Overview of court procedure
Issues conference and case management
8.24We think that an important next step after a respondent has first appeared in Court should be a subsequent appearance at a conference presided over by the judge. Whether the simplified or standard procedure applies, we see the step of a conference as assisting the timely disposition of the proceeding.
8.25In a simplified extradition case, the Issues Conference will usually be the next step after the first appearance. The purpose of the Issues Conference is spelt out in our Bill, but the overarching purpose is to check on details, ascertain what is in dispute and ready the case for hearing.

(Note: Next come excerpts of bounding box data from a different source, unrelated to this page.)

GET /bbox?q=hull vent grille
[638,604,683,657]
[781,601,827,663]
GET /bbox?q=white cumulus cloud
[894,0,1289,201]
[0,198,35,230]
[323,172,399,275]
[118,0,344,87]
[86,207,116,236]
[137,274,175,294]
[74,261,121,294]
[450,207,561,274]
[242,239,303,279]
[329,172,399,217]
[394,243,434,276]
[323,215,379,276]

8.26For a standard extradition case, more steps in the process will be required. That is because these cases will involve an evidential inquiry, as we discuss in Chapter 9. That inquiry will require the Court to assess a Record of the Case prepared by the requesting country. The Record of the Case will summarise the evidence that is available for trial in the requesting country. Depending on the complexity of the criminal case against the person sought, the requesting country may need more or less time to prepare the record in the appropriate form. We have recognised this by stating that a “preliminary conference” must occur in standard extradition cases within 15 working days of the first appearance. At that conference, the Court should set dates for the disclosure of the Record of the Case and the Issues Conference, in consultation with the parties. The only rule is that the Issues Conference must be held at least 15 working days after the Record of the Case has been filed to give the respondent sufficient time to become familiar with it.
8.27Our view is that it is important for the Court to prescribe reasonable timeframes in both standard and simplified cases. These conferences are a way to ensure that extradition cases proceed to hearing in a fair and efficient manner.
8.28Shortly, we set out the nature of the extradition hearing and our recommended procedure. At a conference, one of the enquiries the judge might make is whether or not the extradition hearing could benefit from being in two parts: the first to decide whether or not extradition should be ordered; and the second, whether, having regard to any ground for refusal that is raised, that order should be made or not. Efficient disposition of the case will be assisted by a judge addressing these issues at the Issues Conference.